Now? Retailers mark everything down by ten to fifteen percent and call it a “doorbuster.”
The only thing being busted is my hope.
What Happened?
Somewhere between online shopping taking over and brands deciding that “exclusive savings” meant “two dollars off,” we lost the soul of Black Friday. The day used to be about real deals, the kind that people bragged about for months. Today, walking into a store between Thanksgiving and Christmas feels a little sad. The aisles are stocked, the music is cheerful, but the excitement is missing. And honestly, people are missing too. In-person shopping is slowly fading, and so is the sense of community that came with it.
The lines disappeared, and so did the serotonin.
Black Friday wasn’t just about shopping, as crazy as that sounds. Yes, the deals mattered, but the real joy was the shared experience. You bonded with strangers while shivering outside Target at 4 a.m. You swapped sale secrets with the mom next to you. You joked about whether the $90 flat-screen could fit in your car. You left feeling like you had participated in something bigger — a tradition, a ritual, a mildly unhinged celebration of consumer culture that everyone was in on.
We’ve lost the silly, fun, communal thrill of it all.
Retailers, Please: Give Us a Reason to Show Up
I fully believe that if stores brought back real deals, people would flock back instantly. College kids love two things: adventures and bargains. A good sale combines both. Imagine groups of GCU students piling into cars at dawn, blasting music, and documenting the whole thing on their phones because “Black Friday comeback era” sounds just cringey enough to be comedic.
But instead we get a sad “15 percent off — exclusions apply” or “buy one get one 25 percent off.” No one wants to leave their warm bed for that. Especially not after Thanksgiving dinner.
If brands want the energy back, they have to try.
Give us everything for half off. Give us exclusive in-store sales that beat the online prices. Give us a real doorbuster, something to brag about later!
Make Black Friday Great Again
Okay, maybe I’m being dramatic. But think about how rare it is now to share an experience with strangers that isn’t stressful or serious. Everything feels heavy, online, or both. A good, old-fashioned Black Friday rush might be the tiniest bit healing. Not because we need discounted blenders, but because we need little moments of harmless, joyful chaos.
Black Friday doesn’t have to be the chaotic circus it once was. But it could be fun again. It could be a reason to get out of the house.

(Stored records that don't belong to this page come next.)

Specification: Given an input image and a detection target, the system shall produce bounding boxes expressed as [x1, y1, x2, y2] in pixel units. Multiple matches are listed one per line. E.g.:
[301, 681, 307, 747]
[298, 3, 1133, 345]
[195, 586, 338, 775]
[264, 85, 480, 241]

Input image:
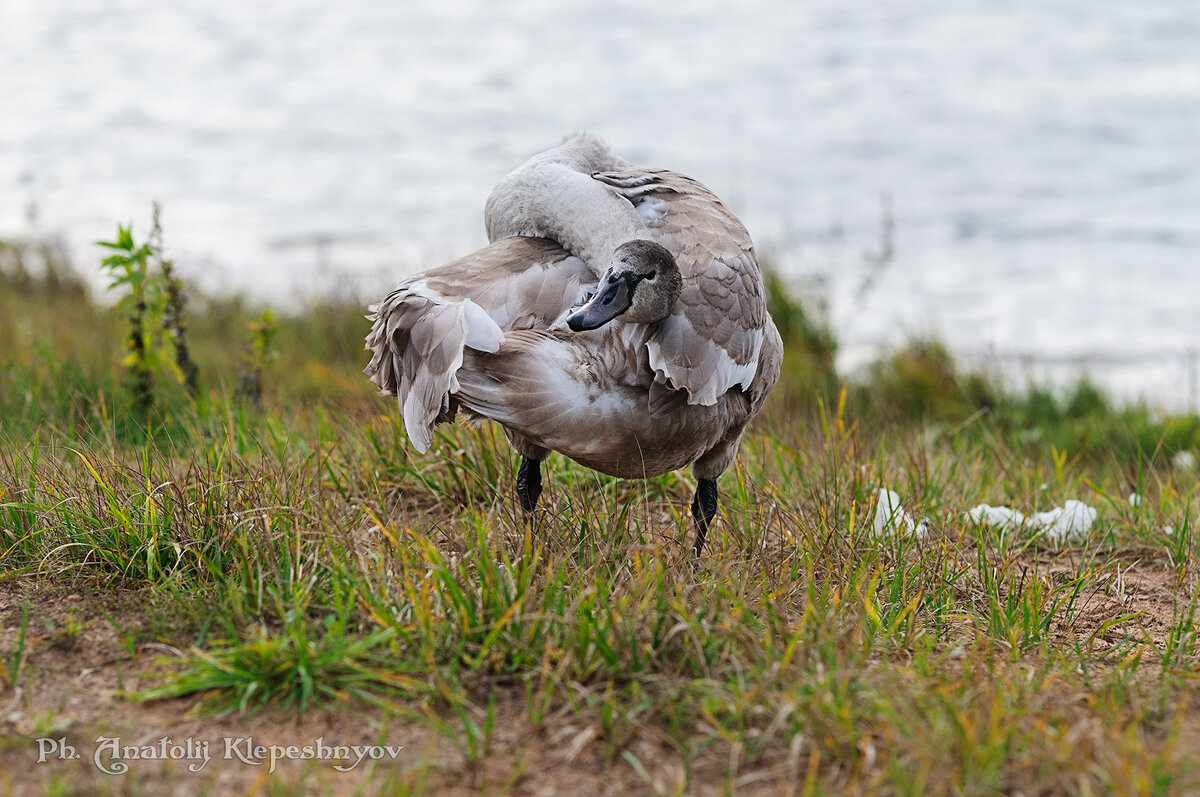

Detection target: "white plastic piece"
[874, 488, 928, 539]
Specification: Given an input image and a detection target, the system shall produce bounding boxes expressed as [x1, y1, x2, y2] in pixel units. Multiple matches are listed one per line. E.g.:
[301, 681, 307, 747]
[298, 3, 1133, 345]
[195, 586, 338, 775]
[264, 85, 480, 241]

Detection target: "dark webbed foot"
[516, 457, 543, 513]
[690, 478, 719, 556]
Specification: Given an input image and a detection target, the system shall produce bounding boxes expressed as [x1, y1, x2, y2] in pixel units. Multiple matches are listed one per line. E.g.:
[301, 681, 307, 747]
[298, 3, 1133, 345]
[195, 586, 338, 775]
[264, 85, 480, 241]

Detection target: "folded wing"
[593, 169, 768, 407]
[364, 237, 594, 450]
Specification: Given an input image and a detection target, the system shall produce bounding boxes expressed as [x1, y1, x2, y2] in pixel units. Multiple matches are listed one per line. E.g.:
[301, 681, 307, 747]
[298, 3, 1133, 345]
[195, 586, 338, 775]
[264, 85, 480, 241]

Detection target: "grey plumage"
[365, 136, 783, 550]
[364, 237, 592, 451]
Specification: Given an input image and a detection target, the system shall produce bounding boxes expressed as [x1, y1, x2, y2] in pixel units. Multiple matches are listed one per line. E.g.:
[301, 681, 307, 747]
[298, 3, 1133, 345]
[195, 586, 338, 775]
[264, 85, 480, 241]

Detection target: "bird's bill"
[566, 277, 633, 331]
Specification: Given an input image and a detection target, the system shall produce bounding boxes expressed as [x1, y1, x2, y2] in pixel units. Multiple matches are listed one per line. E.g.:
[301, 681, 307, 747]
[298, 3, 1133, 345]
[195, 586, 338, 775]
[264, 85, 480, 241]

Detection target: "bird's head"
[566, 240, 681, 331]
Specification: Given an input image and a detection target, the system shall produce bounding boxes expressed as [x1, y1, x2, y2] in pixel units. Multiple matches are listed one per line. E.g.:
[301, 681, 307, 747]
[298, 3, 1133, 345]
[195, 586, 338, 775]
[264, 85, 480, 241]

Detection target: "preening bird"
[365, 135, 781, 555]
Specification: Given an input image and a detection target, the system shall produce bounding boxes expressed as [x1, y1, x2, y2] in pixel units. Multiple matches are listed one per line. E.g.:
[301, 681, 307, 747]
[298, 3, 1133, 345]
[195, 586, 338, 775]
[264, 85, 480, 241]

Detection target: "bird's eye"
[645, 271, 656, 281]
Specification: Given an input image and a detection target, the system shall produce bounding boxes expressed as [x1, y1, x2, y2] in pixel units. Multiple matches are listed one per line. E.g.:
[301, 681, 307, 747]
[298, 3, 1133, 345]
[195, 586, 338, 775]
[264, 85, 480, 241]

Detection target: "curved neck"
[485, 138, 650, 277]
[532, 166, 652, 273]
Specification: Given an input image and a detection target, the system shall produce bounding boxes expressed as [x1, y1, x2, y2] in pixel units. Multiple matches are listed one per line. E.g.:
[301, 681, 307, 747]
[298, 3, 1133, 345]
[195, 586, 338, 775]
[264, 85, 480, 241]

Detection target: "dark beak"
[566, 276, 634, 331]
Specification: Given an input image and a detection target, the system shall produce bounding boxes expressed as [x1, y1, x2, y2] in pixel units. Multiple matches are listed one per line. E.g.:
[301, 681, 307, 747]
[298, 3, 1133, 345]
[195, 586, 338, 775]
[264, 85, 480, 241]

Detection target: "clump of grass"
[849, 335, 1200, 470]
[139, 598, 420, 715]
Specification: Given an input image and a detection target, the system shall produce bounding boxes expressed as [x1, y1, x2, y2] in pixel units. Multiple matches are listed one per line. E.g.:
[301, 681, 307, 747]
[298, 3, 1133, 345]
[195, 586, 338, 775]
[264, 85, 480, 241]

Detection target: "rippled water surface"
[3, 1, 1198, 403]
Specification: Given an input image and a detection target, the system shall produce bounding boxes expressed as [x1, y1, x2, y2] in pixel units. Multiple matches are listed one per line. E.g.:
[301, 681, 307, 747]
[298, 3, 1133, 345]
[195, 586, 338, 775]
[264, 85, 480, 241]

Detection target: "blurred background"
[2, 0, 1197, 406]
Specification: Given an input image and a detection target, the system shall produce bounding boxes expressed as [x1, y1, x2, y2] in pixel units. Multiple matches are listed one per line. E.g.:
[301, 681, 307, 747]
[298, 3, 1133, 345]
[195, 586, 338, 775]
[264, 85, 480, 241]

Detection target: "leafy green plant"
[97, 204, 195, 414]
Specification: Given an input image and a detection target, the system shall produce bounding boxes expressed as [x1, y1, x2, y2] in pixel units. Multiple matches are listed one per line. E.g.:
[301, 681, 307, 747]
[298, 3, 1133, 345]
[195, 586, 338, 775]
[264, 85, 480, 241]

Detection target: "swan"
[365, 135, 782, 555]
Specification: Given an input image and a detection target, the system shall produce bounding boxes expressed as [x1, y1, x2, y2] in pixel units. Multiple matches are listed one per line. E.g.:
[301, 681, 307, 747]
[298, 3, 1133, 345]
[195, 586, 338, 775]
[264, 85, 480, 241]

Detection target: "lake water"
[2, 0, 1198, 405]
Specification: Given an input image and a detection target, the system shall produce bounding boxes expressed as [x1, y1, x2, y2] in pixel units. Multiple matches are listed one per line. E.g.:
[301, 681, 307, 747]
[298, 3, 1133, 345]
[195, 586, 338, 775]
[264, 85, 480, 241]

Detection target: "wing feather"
[364, 237, 596, 450]
[595, 168, 768, 404]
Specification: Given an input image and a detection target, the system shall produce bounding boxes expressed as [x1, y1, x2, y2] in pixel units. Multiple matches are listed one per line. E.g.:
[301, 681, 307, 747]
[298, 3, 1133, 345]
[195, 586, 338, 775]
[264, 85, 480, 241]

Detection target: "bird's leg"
[690, 478, 719, 556]
[516, 457, 543, 514]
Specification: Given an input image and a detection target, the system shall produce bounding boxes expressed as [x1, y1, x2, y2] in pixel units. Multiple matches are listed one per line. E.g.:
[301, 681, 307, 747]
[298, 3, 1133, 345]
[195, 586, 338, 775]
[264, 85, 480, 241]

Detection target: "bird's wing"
[364, 237, 594, 450]
[594, 168, 768, 407]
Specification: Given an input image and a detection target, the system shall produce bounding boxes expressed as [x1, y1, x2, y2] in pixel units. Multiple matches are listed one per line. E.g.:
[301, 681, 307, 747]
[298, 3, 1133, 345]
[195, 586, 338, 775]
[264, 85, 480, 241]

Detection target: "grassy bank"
[2, 229, 1199, 795]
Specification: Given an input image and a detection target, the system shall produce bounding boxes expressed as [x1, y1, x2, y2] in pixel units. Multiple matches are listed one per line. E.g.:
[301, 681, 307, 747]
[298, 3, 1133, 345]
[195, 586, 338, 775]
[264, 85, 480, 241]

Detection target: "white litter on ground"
[1128, 493, 1142, 507]
[1173, 451, 1196, 470]
[965, 504, 1025, 530]
[874, 489, 928, 539]
[965, 499, 1098, 545]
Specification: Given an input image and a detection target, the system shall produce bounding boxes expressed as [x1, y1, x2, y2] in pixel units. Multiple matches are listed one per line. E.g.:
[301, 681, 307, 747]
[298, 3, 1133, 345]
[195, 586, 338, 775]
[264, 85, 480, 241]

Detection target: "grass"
[2, 233, 1200, 794]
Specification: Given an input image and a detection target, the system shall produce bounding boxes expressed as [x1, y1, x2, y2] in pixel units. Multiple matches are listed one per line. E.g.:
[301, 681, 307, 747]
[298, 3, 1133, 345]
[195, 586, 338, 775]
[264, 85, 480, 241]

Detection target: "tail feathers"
[452, 334, 596, 447]
[364, 286, 502, 452]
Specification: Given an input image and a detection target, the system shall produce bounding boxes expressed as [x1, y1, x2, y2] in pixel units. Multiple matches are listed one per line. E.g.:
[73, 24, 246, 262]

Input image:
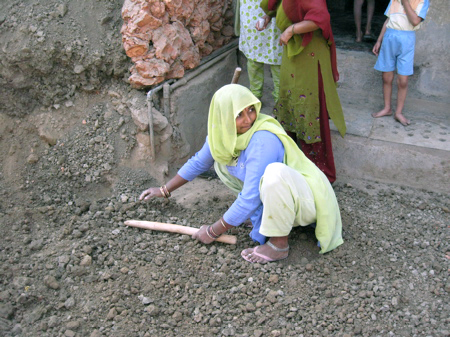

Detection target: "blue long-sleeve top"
[177, 130, 285, 244]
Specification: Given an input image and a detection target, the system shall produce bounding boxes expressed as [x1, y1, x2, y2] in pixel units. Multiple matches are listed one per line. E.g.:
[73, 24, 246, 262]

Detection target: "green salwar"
[247, 59, 281, 101]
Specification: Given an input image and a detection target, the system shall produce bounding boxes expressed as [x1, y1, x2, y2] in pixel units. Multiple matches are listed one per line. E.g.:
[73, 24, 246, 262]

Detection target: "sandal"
[363, 33, 376, 42]
[241, 241, 289, 264]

It could be a story people tell, like “remember when we waited outside Aritzia in Scottsdale at 4 a.m. and almost froze but walked out with the best deal of our lives?”
Maybe the world wouldn’t transform overnight. But if retailers brought back real sales, real excitement, and real reasons to show up, the world might feel just a little bit better.
And honestly? I think we all deserve that.